The fact that groups like this have to be used to draw the attention of Universities to the problems that their students are facing is all too shocking. We look out at a world which favours cheap, flawed schemes, such as student vigilantes in the place of police forces. Furthermore, with a potentially-strapped police force, surely the universities should be at work to improve the security situation for their students. For one, they should be in greater contact with the unions that exist within them. Social media, via. Fallowfield Students Group, has brought the age-old question of social responsibility to the surface. But does it mean that anything will change? We’re not yet decided. The Fallowfield don creeps on.

By Samuel Gibbons and Joe French. Investigative credit to Jenny Knowles.

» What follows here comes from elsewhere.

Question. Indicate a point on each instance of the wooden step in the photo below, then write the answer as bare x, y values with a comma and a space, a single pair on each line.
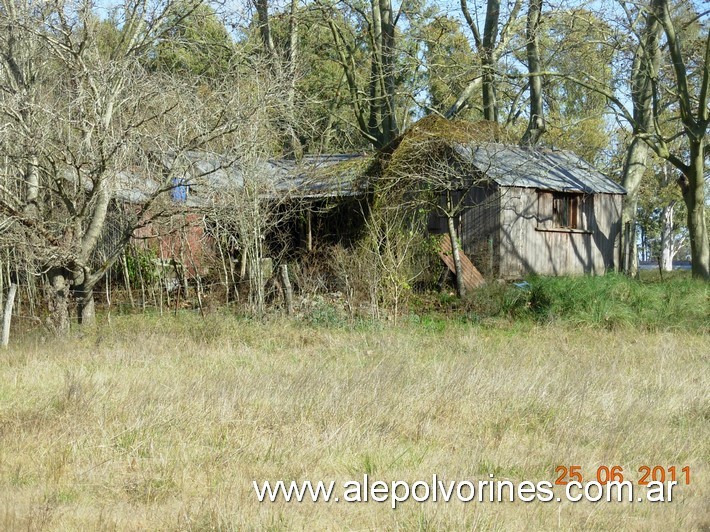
472, 278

Special thanks to all those who’ve offered their thoughts, opinions, and Facebook posts for the formation of this article.

The featured photo is a real image of the robber described by Jake Walker above.

2 thoughts on “ARTICLE: The Fallowfield Don Lives On – Crime and Fallowfield Students Group

  1. Your article is very misleading. Whilst all crime for Fallowfield Sept – Oct has decreased ever so slightly this year compared to the same period last year, robbery (unarguably the main concern in the area currently) has seen a threefold increase from 8 incidents last year to 26 this year. The perpetrators in a number of these crimes were a trio of young black males which I believe have been arrested in recent weeks after being spotted by patrolling officers.

    The article implies that heightened students’ fear is unfounded and this is not the case. It is very reasonable and logical to feel unsafe walking in this area late at night.

    1. Dear Andrew, I’m pleased to see engagement with this article – in my opinion, an article should never be the end of a story, and debate ought to thrive below them. However, rather than a debate, I find that we have some clear misconceptions about this article to address instead.

      Firstly, we certainly didn’t intend to knock any anxieties about safety – I personally feel that student fear is incredibly valid – I fear for my safety all the time in South Manchester, and was incredibly shaken after my house faced a rather vicious burglary earlier this year. I had hopes that the latter sections of our article, as well as our comments on how FSG has become a useful and comforting space, had made our position clear – a position that is sensitive to high emotion in these trying times.

      Secondly, that’s very interesting about the trio of consistent perpetrators (although purely out of curiosity I might ask why you find that their skin-colour is relevant). This is not information that we had at the time of this article’s production and I’m personally aware that there’s a lot more out there that could form this article further – crime in Fallowfield/South Manchester is a mysterious topic that we don’t feel has been given enough expert attention, which is part of the reason for this article’s production. However, whilst we did release the facts about the Fallowfield crime stats, we did make sure to voice our doubts about their validity (see the comment on Withington stats).
      So, whilst we did not intend to reach a certain conclusion on the possibility of a crime increase in South Manchester, we rather sought to explore Fallowfield Students Group as an outlet for an understandable fear and anxiety, as well as the external responses that it has created. What I can certainly appreciate and glean from your comment, is that we might have made a line of argument clearer and more focused, however.

      Thanks for reading, and an even greater thanks for commenting since I personally believe that communication is key to all developments. I also welcome you to share your sources regarding the trio and the threefold increase in burglaries as well, for other readers to take into account.